Within the nine FEMA-designated 'disaster area' counties, approximately 50,000 homes are attached to 4,756 RMBS transactions, dated from 1993 to 2013. The total exposure, as calculated by outstanding loan balance, hit roughly $9 billion. Keeping this in perspective, the impacted deals represent only 1.08% of the entire nonagency RMBS universe, Morningstar said.

More than 75% of the affected homes were securitized between the financial crisis heyday of 2005 and 2007.

Although the overall exposure of nonagency RMBS properties to this event is relatively small and insurance proceeds should be available to cover some losses, investors should be aware of the potential impact on individual bonds — especially prime bonds with less credit support, Morningstar explained.

Nearly 19,000 homes experienced damage, but it's too soon to tell how RMBS investors will be impacted, Morningstar said.

While President Obama and the Federal Emergency Management Administration greenlighted nine counties in Colorado for government assistance, it’s important to note that only 1% of homes located in what’s called the ‘100-year flood zone’ are covered by flood insurance — leaving the rest of the homeowners to receive protection through private insurers.

It could take anywhere from six months to a year to fairly account for property assessments, given the size of the disaster area, explained Tom Jeffery, a senior hazard analyst with CoreLogic.

In an extreme case of total property loss — 100% loss severity — losses could be as high as 34% of current senior credit support, Morningstar suggested.

For Jeffery, who covers these hazards nationwide, one of the lingering issues is what happens to these homeowners in the future. Will they be allowed to rebuild in the same areas?

Two opposing views have surfaced, says Jeffery.

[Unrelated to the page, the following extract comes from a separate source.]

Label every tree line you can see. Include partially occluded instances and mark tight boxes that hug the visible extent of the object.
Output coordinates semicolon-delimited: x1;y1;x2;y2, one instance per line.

Some have said you should rebuild wherever you want, while others say those receiving government assistance should not be allowed to build in the same area if their property's reconstruction is funded by the national flood program.

"I think what we’re going to hear more about is not whether someone can or cannot rebuild, but whether the government will subside the insurance for the property at the same rate as a private insurer," Jeffery said.

He concluded, "If the flood insurance program raises rates that allows them to work so they are getting enough money to fund the program, will they also mandate mitigation?"